The medical-psychiatric unit, located in the main hospital, is designed to provide inpatient care for young people who need both medical treatment and mental health services. For instance, a child with an eating disorder may need medical intervention to treat poor nutrition along with mental health care to target the psychological aspects of the illness. A patient who has overdosed on medication will need to be physically stabilized and provided emotional support to address what led them to be admitted.
The unit is made up of seven private rooms designed to provide a safe environment, even when patients may be struggling with urges to harm themselves. A multipurpose area provides space for therapeutic group activities. Another room provides a place where patients can use sensory stimuli like music or the feeling of special textured surfaces to help manage their emotions.

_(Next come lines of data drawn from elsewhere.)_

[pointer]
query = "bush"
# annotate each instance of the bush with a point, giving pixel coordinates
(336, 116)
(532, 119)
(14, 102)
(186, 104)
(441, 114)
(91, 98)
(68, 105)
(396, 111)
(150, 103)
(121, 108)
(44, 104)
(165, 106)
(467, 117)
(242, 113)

“It’s a setting where mental health care is integrated into everyday medical interventions,” says Rachel Andam-Mejia, MSN, RN, nursing director of the new unit.
“There is downtime during inpatient medical treatment when the child is recovering in bed, and we’re now able to use that time to provide mental health care, such as teaching coping skills,” says Dr. Daniel Spencer, associate chief of psychiatry and mental health services at CHKD. “It’s a whole-child, integrated approach that helps children while they are here, and also gives them skills for when they go home again.”
Patients with mental health concerns will also have a new space in the emergency department, which was redesigned to include a six-bed area for them. Built with safety in mind, the area gives patients more privacy and is staffed by nurses, mental health coaches, and mental health technicians, along with emergency medicine and other mental health providers.
These two areas are important components of CHKD’s ambitious mental health initiative, the centerpiece of which is the $224 million Children’s Pavilion currently under construction on the hospital’s Norfolk campus.
In addition to 60 inpatient beds, the Pavilion will offer outpatient therapy and partial hospitalization programs. “We’re designing care to meet specific needs in our community, and in the least restrictive settings possible for our patients,” says Dr. Carl Petersen, CHKD’s chief of psychiatry and mental health services.
The Children’s Pavilion will house a variety of medical services, so seeking mental health treatment will be as routine and accepted as any other healthcare service. A CHKD sports medicine clinic and General Academic Pediatrics will move into the building this spring. Outpatient mental health services will open next, followed by the first inpatient beds in the fall.